Cuando las primeras noticias sobre la batalla contra los lansquenetes llegaron a Roma, el cardenal Farnese corrió de inmediato al Vaticano y se encontró en el aula regia con un Papa fuera de sí y unos prelados acalorados, gritándose los unos a los otros. Intentó comprender qué había ocurrido, pero apenas entendió algunas palabras y nombres, oyó algo como «nuestro Giovanni», comentarios sobre una lucha dura, sobre las circunstancias desfavorables, una victoria casi segura y el bárbaro Frundsberg, que había logrado atravesar el Po. Evidentemente, la mayor parte de los reunidos en la sala desconocía los datos concretos. El papa Clemente agitaba un papel que llevaba en la mano, pero se encontraba él mismo tan asediado que no lograba calmar los ánimos.

Entonces, Alessandro oyó como un mensajero llegado hasta Lorenzo Pucci desde el norte, quizá perteneciente a la delegación que informaba al Papa, le relataba al cardenal lo siguiente:

—Y además Mantua ha dejado libre a Farnese en lugar de colgarlo directamente.

Cuando se dio cuenta de que Alessandro le estaba escuchando, enmudeció y se marchó de inmediato, incómodo.
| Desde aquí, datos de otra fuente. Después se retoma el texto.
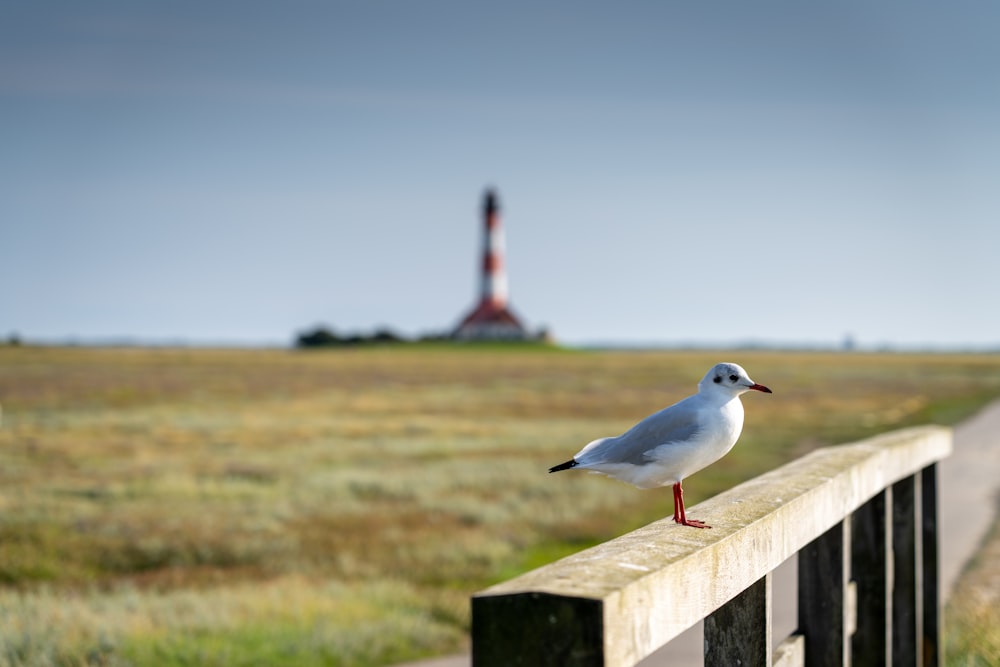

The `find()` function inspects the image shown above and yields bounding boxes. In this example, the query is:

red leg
[674,482,711,528]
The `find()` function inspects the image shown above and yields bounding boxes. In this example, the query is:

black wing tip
[549,459,578,472]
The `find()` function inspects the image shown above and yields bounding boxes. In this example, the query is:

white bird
[549,363,771,528]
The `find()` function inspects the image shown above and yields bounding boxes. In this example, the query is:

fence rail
[472,426,951,667]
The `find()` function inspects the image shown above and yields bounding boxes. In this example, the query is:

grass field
[0,346,1000,667]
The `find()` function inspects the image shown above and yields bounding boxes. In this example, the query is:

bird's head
[698,363,771,396]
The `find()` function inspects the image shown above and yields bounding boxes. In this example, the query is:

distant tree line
[295,326,448,348]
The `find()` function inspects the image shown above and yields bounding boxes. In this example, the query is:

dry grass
[0,346,1000,665]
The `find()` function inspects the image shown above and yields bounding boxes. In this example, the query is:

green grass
[945,499,1000,667]
[0,345,1000,666]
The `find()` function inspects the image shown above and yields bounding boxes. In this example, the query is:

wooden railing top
[473,426,951,664]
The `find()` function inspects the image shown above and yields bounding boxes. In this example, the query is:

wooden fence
[472,427,951,667]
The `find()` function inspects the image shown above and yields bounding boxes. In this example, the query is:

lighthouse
[452,190,534,340]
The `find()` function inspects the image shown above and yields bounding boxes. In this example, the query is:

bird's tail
[549,459,579,472]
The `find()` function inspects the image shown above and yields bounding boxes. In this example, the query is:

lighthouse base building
[451,190,548,341]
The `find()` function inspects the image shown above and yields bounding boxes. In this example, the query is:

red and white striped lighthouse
[453,190,529,340]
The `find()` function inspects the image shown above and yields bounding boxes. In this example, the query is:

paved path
[398,401,1000,667]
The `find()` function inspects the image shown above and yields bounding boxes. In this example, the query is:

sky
[0,0,1000,349]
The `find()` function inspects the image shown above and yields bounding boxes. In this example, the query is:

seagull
[549,363,772,528]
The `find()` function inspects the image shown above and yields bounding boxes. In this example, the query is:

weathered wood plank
[891,473,923,667]
[705,573,771,667]
[772,635,806,667]
[921,464,944,667]
[851,491,892,667]
[796,517,854,667]
[472,593,604,667]
[473,427,951,667]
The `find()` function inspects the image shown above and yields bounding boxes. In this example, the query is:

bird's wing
[575,401,702,465]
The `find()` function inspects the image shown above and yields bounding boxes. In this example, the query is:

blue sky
[0,0,1000,347]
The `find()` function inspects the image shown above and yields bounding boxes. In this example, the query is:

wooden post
[921,463,944,667]
[705,573,772,667]
[798,516,852,667]
[472,593,605,667]
[891,473,923,667]
[851,490,892,667]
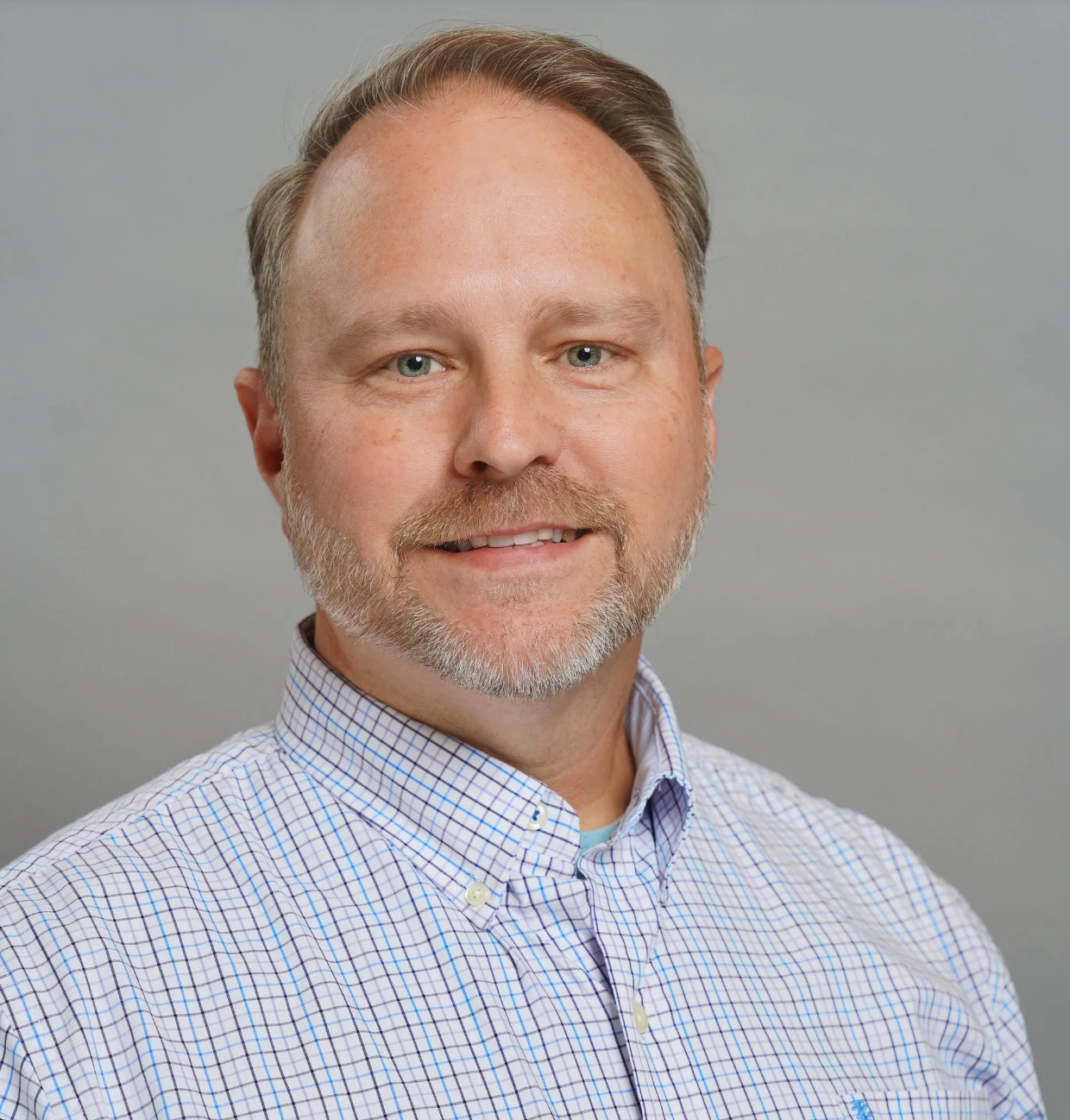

También Pucci se echó a un lado inseguro, reuniéndose con la multitud.

Alessandro notó que se le detenía el corazón y unas náuseas repentinas lo sobrecogieron. Sus piernas parecían querer ceder y el vértigo le hizo tambalearse. Llamó a unos guardias y les pidió que lo sostuvieran y acompañaran hasta el aire fresco de la logia. Allí tuvo que sentarse sobre el frío suelo y les rogó a los suizos que llamaran a su secretario.

Los temores de las últimas semanas y meses lo habían golpeado con toda su furia a través de aquella noticia. Aunque hacía mucho que no oía nada de ellos, sabía que Ranuccio formaba parte de las tropas venecianas y que Pierluigi estaba bajo las órdenes del Borbón. El comentario acerca del Farnese liberado solo podía referirse a Pierluigi pero, ¿qué había ido a hacer Pierluigi a Mantua? ¿Lo habrían capturado?

Llevaba semanas temblando. Primero, había oído hablar de la batalla interrumpida de Milán y había visto a sus dos hijos vuelto el uno contra el otro, con las armas de la mano. Lo mismo ocurrió con Cremona. Cuando se había enterado de que un fuerte ejército de lansquenetes había logrado eludir las barricadas venecianas y moverse en dirección a Mantua, se había arrodillado repentinamente ante el altar de su habitación y rezado porque Ranuccio no se hubiera visto envuelto en una batalla contra los bárbaros del norte.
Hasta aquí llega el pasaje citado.